Check the cemetery for location/directions and other veterans who may be buried there.


Trussell, Jacob, of East Peacham, son of Joshua and Electa (Curtis) Trussell, was born in Sutton, Sept. 20, 1833.

His education was obtained in the schools of Danville, supplemented by instruction at Phillips and Caledonia County academies. After some experience in the profession of teaching, he studied law with Mordecai Hale and Edward Harvey of McIndoes, and for a short time was under the care of Judge Jonathan Ross. In 1860 he was admitted to the Vermont bar and immediately began to practice at Peacham.

When the civil war commenced Mr. Trussell patriotically enlisted in Co. D, 1st Vt. Cavalry and served mostly with the Army of the Potomac, participating in many battles, raids and skirmishes. He was severely wounded in Wilson's raids, June 23, 1864, and was soon after discharged as 1st lieutenant. When the 1st Regt. was completely routed at Broad Run, Mosby, the guerrilla, pursued Trussell eight miles to the picket lines and nearly succeeded in capturing him, being very desirous to obtain possession of the particularly fine horse which Mr. Trussell bestrode. After the close of the war he made an expedition to Virginia City, Mont., driving fifteen hundred miles across the plains. He then turned his steps to Sioux City, Iowa, taking charge of a gang of men who were completing the railroad to Omaha; he then engaged as contractor on the Union Pacific R. R. till it was completed to Ogden, Utah, when he returned to Peacham and bought a large farm on which he remained fourteen years. In 1882 he returned to the practice of law at Danville and ten years later became engaged in trade at South Peacham.

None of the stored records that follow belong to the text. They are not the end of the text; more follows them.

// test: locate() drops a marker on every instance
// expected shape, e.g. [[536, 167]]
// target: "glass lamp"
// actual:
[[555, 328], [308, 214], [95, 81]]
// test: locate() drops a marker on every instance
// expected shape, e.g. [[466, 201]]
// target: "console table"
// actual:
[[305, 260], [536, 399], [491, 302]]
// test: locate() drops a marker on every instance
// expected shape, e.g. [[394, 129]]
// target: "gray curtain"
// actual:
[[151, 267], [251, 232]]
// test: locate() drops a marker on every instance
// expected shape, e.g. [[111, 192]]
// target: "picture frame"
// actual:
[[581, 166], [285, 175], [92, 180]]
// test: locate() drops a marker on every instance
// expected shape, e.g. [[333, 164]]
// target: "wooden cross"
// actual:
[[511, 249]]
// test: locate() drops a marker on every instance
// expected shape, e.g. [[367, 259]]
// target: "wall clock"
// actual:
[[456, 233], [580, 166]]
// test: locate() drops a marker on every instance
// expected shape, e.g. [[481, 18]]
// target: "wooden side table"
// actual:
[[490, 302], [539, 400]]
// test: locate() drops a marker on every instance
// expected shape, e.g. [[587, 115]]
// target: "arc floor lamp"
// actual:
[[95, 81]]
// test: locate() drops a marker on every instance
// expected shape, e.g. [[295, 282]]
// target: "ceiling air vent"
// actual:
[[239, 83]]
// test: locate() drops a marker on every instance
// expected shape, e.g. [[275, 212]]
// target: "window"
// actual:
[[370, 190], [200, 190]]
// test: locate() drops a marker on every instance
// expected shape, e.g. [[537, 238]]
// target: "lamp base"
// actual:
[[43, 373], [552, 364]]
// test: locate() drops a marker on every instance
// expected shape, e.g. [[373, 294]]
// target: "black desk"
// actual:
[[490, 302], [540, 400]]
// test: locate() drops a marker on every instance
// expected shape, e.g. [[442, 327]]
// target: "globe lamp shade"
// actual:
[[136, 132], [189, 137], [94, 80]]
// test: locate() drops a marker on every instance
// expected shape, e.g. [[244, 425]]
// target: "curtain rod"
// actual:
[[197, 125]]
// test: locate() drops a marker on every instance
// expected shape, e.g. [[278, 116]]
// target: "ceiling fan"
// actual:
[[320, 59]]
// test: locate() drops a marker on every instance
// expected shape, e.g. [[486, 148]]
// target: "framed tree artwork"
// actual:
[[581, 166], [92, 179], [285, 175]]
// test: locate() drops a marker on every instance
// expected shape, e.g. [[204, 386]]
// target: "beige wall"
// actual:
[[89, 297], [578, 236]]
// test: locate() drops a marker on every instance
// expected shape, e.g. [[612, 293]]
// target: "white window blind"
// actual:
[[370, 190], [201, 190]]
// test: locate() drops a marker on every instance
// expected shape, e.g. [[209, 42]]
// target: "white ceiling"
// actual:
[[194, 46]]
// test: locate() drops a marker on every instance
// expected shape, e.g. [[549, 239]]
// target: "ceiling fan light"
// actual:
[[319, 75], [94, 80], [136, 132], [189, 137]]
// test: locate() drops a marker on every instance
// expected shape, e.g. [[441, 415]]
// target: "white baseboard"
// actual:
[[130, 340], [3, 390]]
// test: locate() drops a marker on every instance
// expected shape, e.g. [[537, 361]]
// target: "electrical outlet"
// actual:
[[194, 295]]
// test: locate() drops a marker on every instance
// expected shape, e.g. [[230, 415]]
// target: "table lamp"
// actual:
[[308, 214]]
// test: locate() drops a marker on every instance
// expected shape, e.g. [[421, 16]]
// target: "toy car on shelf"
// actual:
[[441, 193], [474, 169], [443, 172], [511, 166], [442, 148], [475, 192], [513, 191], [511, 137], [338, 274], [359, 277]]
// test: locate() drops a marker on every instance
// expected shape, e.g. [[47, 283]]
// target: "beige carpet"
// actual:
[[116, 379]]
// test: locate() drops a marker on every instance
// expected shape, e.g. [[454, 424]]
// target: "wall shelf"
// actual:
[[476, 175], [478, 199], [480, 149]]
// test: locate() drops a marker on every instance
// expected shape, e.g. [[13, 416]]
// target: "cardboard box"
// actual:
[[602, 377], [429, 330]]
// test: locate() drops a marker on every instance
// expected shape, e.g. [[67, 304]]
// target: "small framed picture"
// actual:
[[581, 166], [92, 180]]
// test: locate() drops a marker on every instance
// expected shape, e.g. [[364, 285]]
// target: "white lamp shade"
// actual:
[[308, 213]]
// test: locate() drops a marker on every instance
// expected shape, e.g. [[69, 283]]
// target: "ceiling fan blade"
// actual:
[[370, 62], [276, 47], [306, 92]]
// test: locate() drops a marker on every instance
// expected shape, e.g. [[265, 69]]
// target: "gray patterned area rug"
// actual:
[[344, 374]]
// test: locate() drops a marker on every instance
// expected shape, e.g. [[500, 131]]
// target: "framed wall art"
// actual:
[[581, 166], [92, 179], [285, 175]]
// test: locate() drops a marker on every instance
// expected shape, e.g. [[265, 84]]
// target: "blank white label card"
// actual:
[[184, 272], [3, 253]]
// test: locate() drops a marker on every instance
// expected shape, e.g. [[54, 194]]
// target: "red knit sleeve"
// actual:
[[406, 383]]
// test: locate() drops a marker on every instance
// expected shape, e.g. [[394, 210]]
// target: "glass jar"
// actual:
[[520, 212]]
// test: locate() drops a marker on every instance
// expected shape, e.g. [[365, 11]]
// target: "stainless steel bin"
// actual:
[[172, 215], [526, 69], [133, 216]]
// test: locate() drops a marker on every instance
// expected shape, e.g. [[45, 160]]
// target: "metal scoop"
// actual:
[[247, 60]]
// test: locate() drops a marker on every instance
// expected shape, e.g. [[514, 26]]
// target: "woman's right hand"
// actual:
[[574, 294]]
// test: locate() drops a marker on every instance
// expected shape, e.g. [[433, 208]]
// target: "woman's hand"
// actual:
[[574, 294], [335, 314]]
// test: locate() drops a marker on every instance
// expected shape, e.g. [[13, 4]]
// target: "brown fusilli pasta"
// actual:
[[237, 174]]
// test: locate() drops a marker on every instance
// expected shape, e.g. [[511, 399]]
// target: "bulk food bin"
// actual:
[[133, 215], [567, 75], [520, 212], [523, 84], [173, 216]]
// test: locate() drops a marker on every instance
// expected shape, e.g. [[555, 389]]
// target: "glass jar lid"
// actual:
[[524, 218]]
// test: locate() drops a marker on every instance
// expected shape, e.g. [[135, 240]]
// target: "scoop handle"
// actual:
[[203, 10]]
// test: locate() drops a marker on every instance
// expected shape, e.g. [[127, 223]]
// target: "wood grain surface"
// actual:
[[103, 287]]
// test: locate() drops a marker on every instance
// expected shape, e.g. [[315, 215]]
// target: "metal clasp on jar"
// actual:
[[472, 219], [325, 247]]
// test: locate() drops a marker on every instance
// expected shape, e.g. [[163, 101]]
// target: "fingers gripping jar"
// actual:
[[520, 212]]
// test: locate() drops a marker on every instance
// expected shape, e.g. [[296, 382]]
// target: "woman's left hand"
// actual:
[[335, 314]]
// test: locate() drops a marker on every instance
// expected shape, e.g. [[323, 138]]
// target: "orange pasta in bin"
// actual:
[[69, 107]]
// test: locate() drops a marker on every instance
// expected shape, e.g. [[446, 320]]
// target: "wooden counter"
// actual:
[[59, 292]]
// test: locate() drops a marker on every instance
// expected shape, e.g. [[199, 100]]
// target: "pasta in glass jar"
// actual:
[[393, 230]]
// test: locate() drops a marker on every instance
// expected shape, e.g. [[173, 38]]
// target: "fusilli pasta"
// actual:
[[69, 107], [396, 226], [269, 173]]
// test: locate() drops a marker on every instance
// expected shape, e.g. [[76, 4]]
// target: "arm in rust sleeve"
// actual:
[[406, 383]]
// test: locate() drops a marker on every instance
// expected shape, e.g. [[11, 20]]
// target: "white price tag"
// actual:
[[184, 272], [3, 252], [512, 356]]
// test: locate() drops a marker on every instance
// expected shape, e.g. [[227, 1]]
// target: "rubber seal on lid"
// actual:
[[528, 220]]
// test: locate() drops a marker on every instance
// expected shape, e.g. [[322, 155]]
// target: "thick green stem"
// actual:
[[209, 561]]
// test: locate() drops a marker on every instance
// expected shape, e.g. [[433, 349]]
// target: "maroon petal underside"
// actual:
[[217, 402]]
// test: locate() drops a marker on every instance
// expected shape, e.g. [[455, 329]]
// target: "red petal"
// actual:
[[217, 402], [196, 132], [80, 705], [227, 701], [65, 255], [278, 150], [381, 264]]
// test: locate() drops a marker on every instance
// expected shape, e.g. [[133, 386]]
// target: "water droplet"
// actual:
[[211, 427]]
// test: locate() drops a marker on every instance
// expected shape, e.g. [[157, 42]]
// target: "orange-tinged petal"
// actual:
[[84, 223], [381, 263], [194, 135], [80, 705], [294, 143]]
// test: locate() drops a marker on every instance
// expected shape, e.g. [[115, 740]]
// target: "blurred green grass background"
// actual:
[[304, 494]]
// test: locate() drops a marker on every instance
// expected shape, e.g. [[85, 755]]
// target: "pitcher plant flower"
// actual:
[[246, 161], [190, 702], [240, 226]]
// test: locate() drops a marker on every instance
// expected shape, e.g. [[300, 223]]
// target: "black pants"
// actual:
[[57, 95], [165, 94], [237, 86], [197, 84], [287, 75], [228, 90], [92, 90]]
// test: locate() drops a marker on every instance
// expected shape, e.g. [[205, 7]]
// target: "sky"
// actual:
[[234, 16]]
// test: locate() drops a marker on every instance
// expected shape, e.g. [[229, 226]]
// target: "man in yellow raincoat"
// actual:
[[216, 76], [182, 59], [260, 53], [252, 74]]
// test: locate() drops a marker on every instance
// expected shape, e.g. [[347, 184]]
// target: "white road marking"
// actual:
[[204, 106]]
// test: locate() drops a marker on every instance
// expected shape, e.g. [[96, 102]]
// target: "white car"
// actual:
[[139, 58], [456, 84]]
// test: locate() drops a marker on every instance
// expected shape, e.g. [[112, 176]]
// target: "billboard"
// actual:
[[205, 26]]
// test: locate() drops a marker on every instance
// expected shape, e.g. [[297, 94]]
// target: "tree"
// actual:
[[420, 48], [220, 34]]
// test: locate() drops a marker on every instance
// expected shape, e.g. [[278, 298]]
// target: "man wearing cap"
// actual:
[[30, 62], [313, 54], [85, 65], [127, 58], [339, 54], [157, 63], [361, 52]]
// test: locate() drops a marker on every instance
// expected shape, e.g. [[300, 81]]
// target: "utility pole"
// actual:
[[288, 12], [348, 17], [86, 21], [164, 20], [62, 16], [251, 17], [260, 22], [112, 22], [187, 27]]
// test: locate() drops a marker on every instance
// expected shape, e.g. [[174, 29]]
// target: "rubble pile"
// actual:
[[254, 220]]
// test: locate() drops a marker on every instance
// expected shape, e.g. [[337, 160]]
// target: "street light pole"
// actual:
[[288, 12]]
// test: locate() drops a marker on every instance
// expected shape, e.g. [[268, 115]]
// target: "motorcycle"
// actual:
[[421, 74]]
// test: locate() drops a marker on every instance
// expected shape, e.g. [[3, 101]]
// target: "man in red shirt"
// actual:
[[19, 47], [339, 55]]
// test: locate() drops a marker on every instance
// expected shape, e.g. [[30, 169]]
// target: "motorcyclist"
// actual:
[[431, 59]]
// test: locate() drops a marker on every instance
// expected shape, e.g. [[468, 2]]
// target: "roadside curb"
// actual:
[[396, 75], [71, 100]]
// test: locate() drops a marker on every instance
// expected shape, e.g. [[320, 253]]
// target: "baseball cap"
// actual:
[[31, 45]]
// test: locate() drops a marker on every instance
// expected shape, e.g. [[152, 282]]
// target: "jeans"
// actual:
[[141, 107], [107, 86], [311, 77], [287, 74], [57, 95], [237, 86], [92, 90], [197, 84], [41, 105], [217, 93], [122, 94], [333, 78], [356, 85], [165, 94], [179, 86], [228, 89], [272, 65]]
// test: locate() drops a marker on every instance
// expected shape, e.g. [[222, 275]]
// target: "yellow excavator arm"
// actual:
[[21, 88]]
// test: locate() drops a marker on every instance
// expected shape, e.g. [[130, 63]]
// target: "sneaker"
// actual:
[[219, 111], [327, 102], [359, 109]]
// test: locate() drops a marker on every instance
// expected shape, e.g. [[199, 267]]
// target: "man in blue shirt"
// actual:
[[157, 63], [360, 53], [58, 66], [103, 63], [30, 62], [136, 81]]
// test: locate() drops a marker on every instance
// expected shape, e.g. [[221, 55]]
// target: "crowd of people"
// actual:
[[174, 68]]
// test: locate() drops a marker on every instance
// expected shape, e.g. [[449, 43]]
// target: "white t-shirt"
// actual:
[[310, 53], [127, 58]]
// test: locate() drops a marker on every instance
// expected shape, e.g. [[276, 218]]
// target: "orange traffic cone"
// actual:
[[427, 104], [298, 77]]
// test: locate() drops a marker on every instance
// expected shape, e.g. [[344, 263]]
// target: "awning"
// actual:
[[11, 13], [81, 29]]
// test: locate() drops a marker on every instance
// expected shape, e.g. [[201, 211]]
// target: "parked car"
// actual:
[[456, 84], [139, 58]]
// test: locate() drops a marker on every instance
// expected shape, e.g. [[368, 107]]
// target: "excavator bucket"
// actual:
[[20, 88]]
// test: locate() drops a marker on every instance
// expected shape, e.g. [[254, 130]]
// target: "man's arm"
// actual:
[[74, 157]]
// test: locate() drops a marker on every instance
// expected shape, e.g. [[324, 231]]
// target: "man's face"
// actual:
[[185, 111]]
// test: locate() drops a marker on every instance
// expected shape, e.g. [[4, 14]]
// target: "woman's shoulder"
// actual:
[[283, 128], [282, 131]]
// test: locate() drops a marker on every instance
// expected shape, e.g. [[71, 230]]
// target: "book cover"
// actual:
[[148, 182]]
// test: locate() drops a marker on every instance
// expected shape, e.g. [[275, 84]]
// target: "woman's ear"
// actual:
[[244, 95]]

A Democrat until the breaking out of the war he is now a strong Republican. Represented his town in the Legislature of 1884 where he served on the military committee.

He attends and supports the Congregational church, and is a member of Passumpsic Lodge, F. & A.M., of St. Johnsbury, and Stevens Post, GAR

Mr. Trussell was united in wedlock Oct. 4, 1871, to Flora M. Blanchard of Peacham, who died August 16, 1886, leaving two sons: Nathaniel B., and William. He married for his second wife, Nov. 9, 1888, Mrs. Marietta C. Walbridge, widow of Augustus J. Walbridge.